Le premier mandat de Vila Nova n'a pas échappé à ces turbulences. En novembre 2022, l'archipel a connu une tentative de coup d'État déjouée, épisode brutal dans un pays réputé pour sa quiétude, qui a débouché sur des accusations de mauvais traitements infligés aux détenus et sur une controverse durable. Le président a dû composer avec des gouvernements successifs et des relations parfois électriques avec la classe politique, tout en préservant l'image d'un homme mesuré, peu porté aux éclats.
C'est précisément sur cette image qu'il a bâti sa campagne de réélection.
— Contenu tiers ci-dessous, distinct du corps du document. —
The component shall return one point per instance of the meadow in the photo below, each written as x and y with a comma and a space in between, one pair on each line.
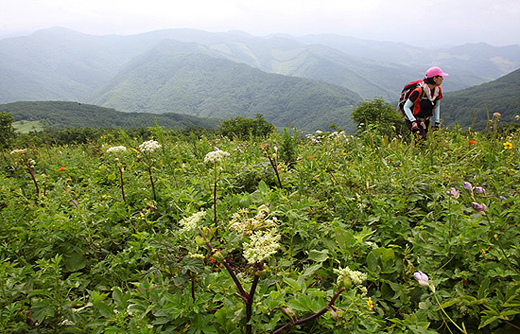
327, 233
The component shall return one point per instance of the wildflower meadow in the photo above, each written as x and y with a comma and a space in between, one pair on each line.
328, 233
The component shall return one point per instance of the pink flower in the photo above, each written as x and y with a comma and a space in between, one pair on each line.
423, 279
453, 192
479, 207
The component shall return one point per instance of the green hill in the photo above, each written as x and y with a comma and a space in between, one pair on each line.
482, 101
60, 114
197, 84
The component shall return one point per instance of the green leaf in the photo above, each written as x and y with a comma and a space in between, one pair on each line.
483, 291
318, 256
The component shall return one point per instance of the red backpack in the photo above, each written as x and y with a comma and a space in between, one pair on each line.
405, 93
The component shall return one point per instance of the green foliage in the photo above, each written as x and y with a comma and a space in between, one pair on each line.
246, 128
288, 153
77, 258
380, 114
6, 129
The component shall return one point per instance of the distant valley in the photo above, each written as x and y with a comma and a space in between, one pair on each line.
308, 82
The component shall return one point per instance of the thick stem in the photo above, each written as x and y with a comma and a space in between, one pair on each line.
312, 317
230, 270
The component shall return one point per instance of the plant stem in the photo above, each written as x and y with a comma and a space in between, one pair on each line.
192, 279
275, 168
249, 303
122, 183
498, 241
312, 317
243, 294
152, 183
446, 314
215, 200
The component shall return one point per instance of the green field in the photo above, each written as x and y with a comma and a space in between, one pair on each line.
329, 234
27, 126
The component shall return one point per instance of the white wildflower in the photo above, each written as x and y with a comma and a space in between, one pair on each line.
116, 149
261, 246
149, 146
19, 151
242, 223
215, 156
191, 223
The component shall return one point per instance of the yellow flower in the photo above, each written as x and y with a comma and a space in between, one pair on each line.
370, 304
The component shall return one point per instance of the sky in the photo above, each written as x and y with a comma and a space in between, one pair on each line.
430, 23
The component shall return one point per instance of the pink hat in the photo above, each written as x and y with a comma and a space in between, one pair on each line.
434, 72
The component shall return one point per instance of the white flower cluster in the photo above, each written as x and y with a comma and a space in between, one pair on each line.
215, 156
116, 149
19, 151
319, 136
348, 275
261, 245
149, 146
242, 223
191, 223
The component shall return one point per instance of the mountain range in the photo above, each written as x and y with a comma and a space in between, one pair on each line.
476, 105
308, 81
62, 114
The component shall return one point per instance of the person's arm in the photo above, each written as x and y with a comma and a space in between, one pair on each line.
408, 110
437, 113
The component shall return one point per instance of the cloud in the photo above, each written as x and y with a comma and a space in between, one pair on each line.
416, 22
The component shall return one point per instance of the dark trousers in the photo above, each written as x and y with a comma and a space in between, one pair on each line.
423, 124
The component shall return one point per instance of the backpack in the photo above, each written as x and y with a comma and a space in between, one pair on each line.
405, 93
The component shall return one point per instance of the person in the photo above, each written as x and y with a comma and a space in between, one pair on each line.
423, 103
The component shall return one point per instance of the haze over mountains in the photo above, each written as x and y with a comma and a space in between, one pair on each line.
307, 81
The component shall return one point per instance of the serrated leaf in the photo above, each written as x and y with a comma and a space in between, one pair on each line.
318, 256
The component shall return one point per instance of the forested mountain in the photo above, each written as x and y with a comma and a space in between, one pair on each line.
166, 80
63, 64
471, 64
59, 114
480, 102
228, 74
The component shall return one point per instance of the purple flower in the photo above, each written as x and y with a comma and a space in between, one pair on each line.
453, 192
423, 279
479, 207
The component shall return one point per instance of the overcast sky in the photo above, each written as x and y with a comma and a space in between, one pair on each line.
422, 23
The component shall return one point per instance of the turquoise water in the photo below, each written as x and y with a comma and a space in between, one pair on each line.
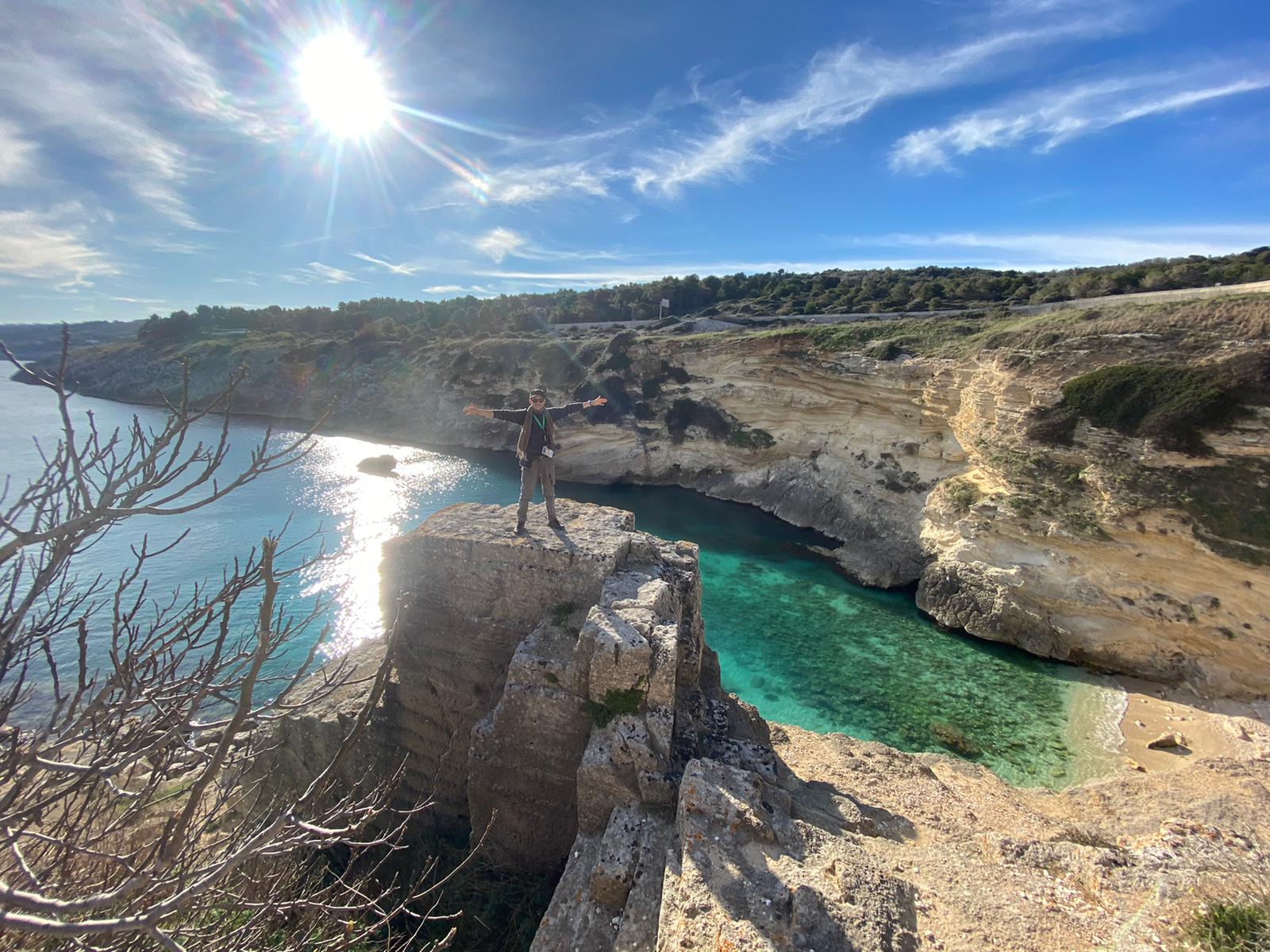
795, 639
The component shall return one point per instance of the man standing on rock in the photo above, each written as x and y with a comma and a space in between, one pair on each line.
537, 447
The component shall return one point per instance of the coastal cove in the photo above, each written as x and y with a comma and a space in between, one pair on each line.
795, 639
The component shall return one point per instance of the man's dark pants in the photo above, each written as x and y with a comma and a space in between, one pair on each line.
541, 469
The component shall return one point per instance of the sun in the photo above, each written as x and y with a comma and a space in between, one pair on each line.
342, 86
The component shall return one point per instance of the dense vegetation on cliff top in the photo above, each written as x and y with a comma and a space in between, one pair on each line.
880, 291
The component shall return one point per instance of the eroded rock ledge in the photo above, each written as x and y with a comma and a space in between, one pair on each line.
556, 692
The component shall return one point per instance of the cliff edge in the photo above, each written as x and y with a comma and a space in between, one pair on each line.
556, 696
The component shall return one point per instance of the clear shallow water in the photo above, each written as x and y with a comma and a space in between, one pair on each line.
797, 640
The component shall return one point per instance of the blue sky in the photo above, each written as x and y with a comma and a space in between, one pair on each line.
159, 155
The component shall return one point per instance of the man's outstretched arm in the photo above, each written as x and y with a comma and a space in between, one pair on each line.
516, 416
558, 412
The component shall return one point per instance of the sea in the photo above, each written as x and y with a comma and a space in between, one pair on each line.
795, 639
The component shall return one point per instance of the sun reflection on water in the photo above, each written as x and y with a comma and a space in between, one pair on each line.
368, 511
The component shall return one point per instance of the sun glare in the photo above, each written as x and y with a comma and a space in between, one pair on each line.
342, 86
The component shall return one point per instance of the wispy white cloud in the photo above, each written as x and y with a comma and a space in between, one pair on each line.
733, 132
499, 243
51, 244
17, 155
319, 273
527, 184
102, 120
108, 80
393, 268
459, 290
842, 86
1051, 117
503, 243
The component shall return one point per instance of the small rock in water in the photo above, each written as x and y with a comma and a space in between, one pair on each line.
379, 465
952, 738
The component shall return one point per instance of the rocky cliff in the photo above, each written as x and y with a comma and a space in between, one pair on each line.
556, 697
916, 451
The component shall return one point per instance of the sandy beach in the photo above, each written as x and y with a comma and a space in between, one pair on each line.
1210, 727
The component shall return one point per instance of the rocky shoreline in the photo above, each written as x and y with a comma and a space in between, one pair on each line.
1109, 552
562, 687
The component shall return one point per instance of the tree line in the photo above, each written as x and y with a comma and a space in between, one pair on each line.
886, 290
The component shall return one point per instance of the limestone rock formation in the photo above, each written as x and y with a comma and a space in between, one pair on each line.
556, 696
1109, 552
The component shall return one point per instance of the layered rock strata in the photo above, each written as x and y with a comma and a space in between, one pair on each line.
558, 695
1108, 552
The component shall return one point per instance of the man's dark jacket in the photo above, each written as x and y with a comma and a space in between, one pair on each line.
537, 433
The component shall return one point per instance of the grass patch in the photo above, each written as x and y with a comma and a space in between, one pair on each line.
1230, 507
615, 704
1232, 927
1168, 404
Sous le mot d'ordre de la stabilité et de l'union nationale, Vila Nova a rassemblé autour de sa candidature un arc de partis hétéroclite : outre sa formation d'origine, plusieurs mouvements dont Nossa Terra, le MDFM/UL, le mouvement Basta et le Parti de convergence démocratique ont apporté leur soutien à sa reconduction. Devant leurs représentants, il a plaidé pour « un nouveau cycle » et promis de garantir l'unité d'un pays fragmenté. L'argument a porté : dans un environnement régional secoué par les coups d'État à répétition en Afrique de l'Ouest et centrale, la promesse de continuité a séduit une majorité d'électeurs.
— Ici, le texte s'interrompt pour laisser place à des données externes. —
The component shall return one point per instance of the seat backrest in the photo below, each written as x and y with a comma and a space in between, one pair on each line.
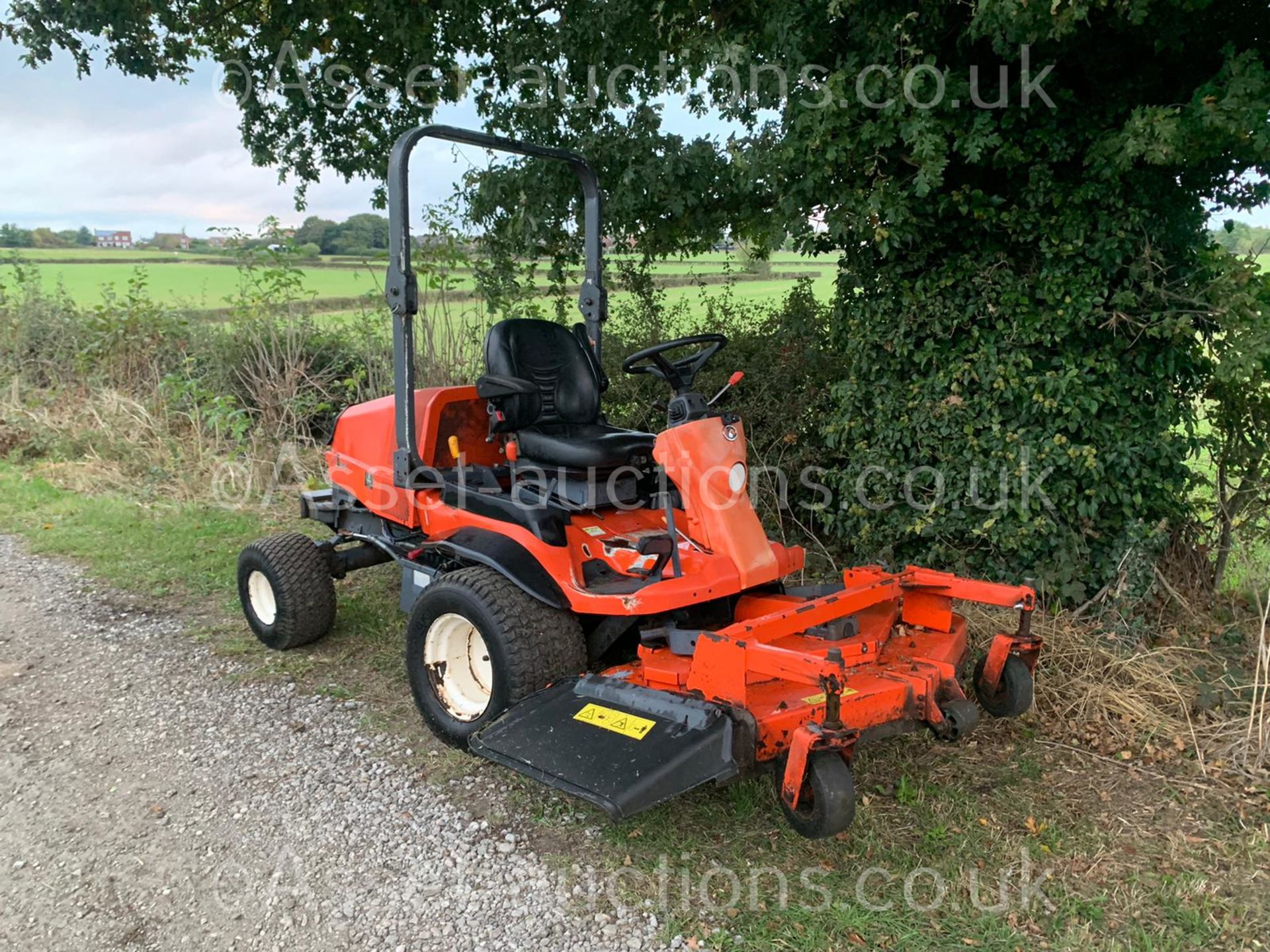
552, 358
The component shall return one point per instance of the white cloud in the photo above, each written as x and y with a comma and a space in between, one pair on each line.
113, 151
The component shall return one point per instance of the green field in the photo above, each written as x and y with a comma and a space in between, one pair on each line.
207, 282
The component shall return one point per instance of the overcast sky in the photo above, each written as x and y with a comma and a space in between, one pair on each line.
111, 151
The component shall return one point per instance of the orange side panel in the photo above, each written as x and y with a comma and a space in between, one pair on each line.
698, 457
360, 459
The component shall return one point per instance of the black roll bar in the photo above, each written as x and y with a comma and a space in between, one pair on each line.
403, 290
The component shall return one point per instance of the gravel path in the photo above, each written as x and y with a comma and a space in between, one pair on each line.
149, 803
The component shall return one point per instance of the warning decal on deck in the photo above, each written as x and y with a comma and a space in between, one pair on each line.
616, 721
820, 698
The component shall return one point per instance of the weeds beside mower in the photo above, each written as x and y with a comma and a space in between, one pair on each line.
600, 608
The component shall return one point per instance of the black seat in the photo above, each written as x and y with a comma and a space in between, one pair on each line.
559, 426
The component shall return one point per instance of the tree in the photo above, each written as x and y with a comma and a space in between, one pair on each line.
1017, 193
361, 234
13, 237
314, 230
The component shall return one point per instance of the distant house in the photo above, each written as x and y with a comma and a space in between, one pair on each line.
112, 239
171, 243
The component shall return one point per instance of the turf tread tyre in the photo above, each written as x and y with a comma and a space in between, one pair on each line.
1014, 694
299, 574
531, 644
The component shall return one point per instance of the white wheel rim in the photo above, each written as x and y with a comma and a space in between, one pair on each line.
459, 666
259, 593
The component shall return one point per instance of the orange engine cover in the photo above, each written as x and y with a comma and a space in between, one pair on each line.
360, 459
Les défis qui attendent le président réélu sont à la mesure de la vulnérabilité de son archipel. São Tomé-et-Principe reste l'une des économies les plus modestes du continent, dépendante de l'aide internationale, du cacao et d'un tourisme balbutiant. Les espoirs pétroliers nourris dans les années 2000, lorsque des compagnies internationales lorgnaient les eaux profondes du golfe de Guinée, se sont largement évanouis, laissant le pays sans la manne attendue. L'électricité y demeure intermittente, les finances publiques sous tension, et l'émigration des jeunes vers le Portugal ou l'Angola continue de vider le pays de ses forces vives.
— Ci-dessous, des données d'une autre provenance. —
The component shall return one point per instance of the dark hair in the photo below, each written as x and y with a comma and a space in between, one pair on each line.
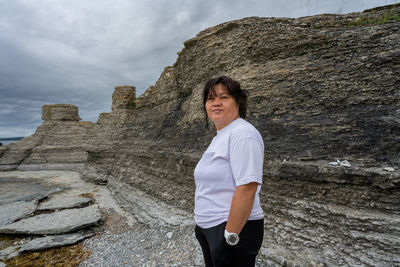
233, 87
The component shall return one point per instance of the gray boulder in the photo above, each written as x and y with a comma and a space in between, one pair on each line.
64, 203
47, 242
60, 222
16, 210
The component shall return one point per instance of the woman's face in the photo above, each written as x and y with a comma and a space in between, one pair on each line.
221, 108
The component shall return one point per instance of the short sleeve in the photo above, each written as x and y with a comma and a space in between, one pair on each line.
246, 158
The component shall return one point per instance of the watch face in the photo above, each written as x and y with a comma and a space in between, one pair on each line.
232, 239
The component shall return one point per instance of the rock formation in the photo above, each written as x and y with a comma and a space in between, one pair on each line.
323, 90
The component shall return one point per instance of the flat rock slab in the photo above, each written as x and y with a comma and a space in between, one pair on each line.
9, 252
59, 222
47, 242
18, 189
64, 203
16, 210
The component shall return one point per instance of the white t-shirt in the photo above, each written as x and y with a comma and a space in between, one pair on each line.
234, 157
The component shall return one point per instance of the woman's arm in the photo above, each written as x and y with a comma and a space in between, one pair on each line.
242, 204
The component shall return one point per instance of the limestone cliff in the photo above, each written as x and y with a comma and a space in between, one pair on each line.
322, 89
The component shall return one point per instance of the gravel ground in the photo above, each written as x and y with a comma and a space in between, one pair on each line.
145, 246
121, 240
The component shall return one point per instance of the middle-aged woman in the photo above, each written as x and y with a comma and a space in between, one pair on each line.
228, 177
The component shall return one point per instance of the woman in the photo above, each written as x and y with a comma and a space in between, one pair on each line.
228, 177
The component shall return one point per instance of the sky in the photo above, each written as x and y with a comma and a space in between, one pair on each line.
76, 52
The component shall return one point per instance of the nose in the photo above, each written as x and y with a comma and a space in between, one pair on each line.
216, 102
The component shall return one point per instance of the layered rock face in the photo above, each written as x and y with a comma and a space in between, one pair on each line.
323, 90
60, 143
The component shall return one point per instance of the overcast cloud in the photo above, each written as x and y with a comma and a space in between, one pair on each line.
76, 52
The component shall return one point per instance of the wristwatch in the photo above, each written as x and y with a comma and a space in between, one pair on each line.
231, 238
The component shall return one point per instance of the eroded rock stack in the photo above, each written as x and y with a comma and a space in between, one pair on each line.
324, 93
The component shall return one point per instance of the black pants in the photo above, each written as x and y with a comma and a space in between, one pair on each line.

Sur la scène internationale, Vila Nova a maintenu l'ancrage lusophone de son pays, membre actif de la Communauté des pays de langue portugaise, tout en cultivant des relations avec le Portugal, l'Angola et le Nigeria voisin. L'archipel entretient aussi des liens avec Taïwan puis, selon les périodes, avec la Chine continentale, dans un jeu diplomatique où les micro-États insulaires monnaient leur reconnaissance contre des investissements. La position stratégique de São Tomé, au large des côtes riches en hydrocarbures du golfe de Guinée, en fait un observateur attentif des questions de sécurité maritime et de piraterie régionale.
À 67 ans, Vila Nova entame donc un second mandat de cinq ans avec le capital politique d'un président confirmé dans les urnes, mais sans illusions sur l'ampleur de la tâche. La cohabitation avec le gouvernement issu des législatives déterminera sa marge de manœuvre réelle, dans un système où le chef de l'État dispose de pouvoirs largement encadrés. Sa capacité à traduire la promesse de stabilité en résultats concrets, sur l'électricité, l'emploi et les services publics, sera scrutée par une population lasse des querelles institutionnelles.
L'anniversaire de ce natif de Príncipe coïncide ainsi avec un moment charnière de sa carrière. L'homme qui répète volontiers préférer l'action tranquille aux discours enflammés dispose désormais de cinq années pour convaincre. Son investiture pour le nouveau mandat marquera le prolongement d'un pouvoir que peu, il y a cinq ans, imaginaient aussi durable. Dans un archipel habitué aux renversements de majorité, la longévité est déjà, en soi, une performance.